We all need a hero.

It is widely considered that 2016 was a terrible year. Well it was, wasn’t it?

It certainly was, if you happened to be a political pollster. First Brexit, then Trump, it makes you wonder if anyone will ever listen to them again, or if anyone ever listened to them in the first place.

It was also a terrible year if you happened to be one of the many celebrities who passed away in that year, and as if to prove that 2016 didn’t have a clue what it was doing, we didn’t see a single Kardashian’s obituary.

Despite all of this (and more) this was actually an amazing year, especially if you happen to be Tim Peake. In case you missed it, he was the British astronaut who spent 6 month aboard the International Space Station. I’ve never really taken much notice of astronautical endeavours before, but I watched a great many of his interviews (he seems to be a one man PR machine), and seems like an incredibly nice bloke who just can’t believe his luck. Without doubt, he will have worked phenomenally hard to achieve what he has done, but that all seems to go unmentioned. In short, he is someone who over the past year, I have grown to admire immensely.

I have to grudgingly admit that this is quite a rarity. Whilst, I am a pathological optimist, I am also incredibly cynical. Like many people of my age, I have seen those I admire totally upstaged by the skeleton (or skeletons) which come shuffling out of the closets which had been so carefully padlocked.

But so far, Major Peake, looks to be the real deal. I’d be really happy for my kids to have him as some sort of aspirational figure, a hero if you will, but then how do you define a hero?

If you’ll humour me for a moment, I would say, that in real life, there are broadly two types of hero.

First, there’s the universally accepted hero. You know the one. Somebody who has done something incredibly noteworthy, brave, or simply something to better the collective human experience. Often these folk will not have had any desire to personally gain from their endeavour, in fact they may put themselves in considerable peril in their undertaking. People who fall into this category, might include inspiration world leaders or people who have stood up for a cause. Like my favourite astronaut, these are people that we would like to become, or possess qualities which we would like to see in ourselves.

Then there are the more normal, run of the mill heroes. These are people, who have had a meaningful impact, personally, on our own lives. They could be a lifeguard who has rescued a family member or a school friend who has stood up to a bully, but whoever they might be, it can be fairly and convincingly argued that these people have had a much more tangible effect on our lives.

What I find really interesting about what I’d call “personal heroes”, is that whenever they are asked whether they think that they are heroes, or that they did something heroic, the answer is almost always the same. “I was just doing my job”, or “I only did what anyone else would do.”
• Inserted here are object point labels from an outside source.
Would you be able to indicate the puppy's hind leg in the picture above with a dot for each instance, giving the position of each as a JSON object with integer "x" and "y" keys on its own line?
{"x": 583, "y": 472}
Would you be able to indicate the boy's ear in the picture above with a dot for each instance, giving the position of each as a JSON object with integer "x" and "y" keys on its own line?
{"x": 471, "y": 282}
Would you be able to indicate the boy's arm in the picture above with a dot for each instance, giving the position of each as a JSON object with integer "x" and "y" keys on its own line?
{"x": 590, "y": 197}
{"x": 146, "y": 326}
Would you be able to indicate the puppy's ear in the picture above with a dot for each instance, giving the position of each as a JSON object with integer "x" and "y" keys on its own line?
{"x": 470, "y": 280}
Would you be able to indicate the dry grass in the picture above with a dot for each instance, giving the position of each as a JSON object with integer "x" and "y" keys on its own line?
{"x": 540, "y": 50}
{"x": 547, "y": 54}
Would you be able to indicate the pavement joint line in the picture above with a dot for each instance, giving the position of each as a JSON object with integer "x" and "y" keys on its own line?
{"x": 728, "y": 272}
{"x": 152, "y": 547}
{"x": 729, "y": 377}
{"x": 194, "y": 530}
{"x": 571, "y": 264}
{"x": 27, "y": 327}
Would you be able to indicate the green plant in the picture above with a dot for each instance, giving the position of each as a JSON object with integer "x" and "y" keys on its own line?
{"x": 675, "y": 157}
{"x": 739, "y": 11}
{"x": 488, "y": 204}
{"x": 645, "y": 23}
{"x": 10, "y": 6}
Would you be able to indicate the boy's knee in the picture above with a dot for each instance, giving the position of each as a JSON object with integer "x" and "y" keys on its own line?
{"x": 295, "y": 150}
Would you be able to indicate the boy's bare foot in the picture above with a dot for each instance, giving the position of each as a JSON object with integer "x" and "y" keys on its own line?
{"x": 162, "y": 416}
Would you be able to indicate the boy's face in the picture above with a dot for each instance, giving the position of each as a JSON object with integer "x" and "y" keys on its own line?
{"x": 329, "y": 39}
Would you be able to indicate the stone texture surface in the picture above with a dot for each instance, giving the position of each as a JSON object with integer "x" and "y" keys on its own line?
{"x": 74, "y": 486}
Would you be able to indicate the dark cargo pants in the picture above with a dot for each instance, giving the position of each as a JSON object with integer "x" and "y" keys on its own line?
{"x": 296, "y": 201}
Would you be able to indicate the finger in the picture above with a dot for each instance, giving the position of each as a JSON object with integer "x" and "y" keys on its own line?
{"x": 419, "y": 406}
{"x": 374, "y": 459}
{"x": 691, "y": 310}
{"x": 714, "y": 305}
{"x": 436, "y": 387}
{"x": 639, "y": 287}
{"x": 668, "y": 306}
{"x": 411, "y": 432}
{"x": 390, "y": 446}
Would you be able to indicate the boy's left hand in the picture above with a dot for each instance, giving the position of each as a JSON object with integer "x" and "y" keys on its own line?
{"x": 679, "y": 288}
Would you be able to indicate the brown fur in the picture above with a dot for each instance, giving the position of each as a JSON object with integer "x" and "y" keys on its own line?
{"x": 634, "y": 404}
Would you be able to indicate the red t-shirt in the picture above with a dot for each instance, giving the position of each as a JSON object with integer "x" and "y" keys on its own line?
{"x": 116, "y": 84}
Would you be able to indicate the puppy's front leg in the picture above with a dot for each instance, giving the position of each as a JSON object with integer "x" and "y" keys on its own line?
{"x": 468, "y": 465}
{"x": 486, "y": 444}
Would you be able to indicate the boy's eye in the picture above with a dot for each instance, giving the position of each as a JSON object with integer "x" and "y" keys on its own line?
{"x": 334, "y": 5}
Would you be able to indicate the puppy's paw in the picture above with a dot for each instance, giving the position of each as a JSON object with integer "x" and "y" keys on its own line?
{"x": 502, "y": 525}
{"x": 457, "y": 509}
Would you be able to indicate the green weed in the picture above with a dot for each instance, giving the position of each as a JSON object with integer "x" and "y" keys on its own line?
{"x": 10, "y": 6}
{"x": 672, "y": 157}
The embarrassment these folk feel, seems almost palpable, and yet I ask you this. Wouldn’t you like to be the hero? I’m not ashamed to admit that I do and I suspect you do too. Who wouldn’t?

What’s really interesting is that as parents we have the opportunity to be a hero every day. Our children think we are the most wonderful beings ever. I am acutely aware of my failings as a human being, but my kids see none of that. All they see is the biggest strongest, funniest, most caring man on earth. They frequently tell me that “You are my best dad ever!” What they really mean is that I am the best dad ever. It is tempting, for me at least, to dismiss this as childish naivety, and on the one hand it is, but I am the only dad they’ve ever had, and even if I weren’t I should still strive to be the best role model, provider and protector I could be for them.

I am extremely fortunate to have had a wonderful father, someone who I can truly call my hero, the man I would like to be. In fact I would be pretty pleased if I could be half the man he is, but that won’t happen. He and I are very different animals and I possess strengths which he doesn’t, and vice versa. This has left me better equipped to deal with some of the challenges of being a parent, and more poorly for others.

All I know is that I must try to be a different kind of hero to my children that my dad was (and is) to me, and I feel like I might be succeeding. Just the other day Mrs L. asked Fraboo who her hero was, and she replied “Thor”, which isn’t a bad call as these things go.  Mrs L. explained that he is a superhero and not real (which Fraboo found very disappointing) and asked who her real life hero was, she immediately replied “Daddy!”

It’s moments like that when you feel as though you are doing ok as a parent.

It’s right that children should say that their parents are their heroes, regardless of how good a job they are doing!  As parents, we are the standard by which heroes are set, and I firmly believe that we should all be aiming to set the bar higher every day!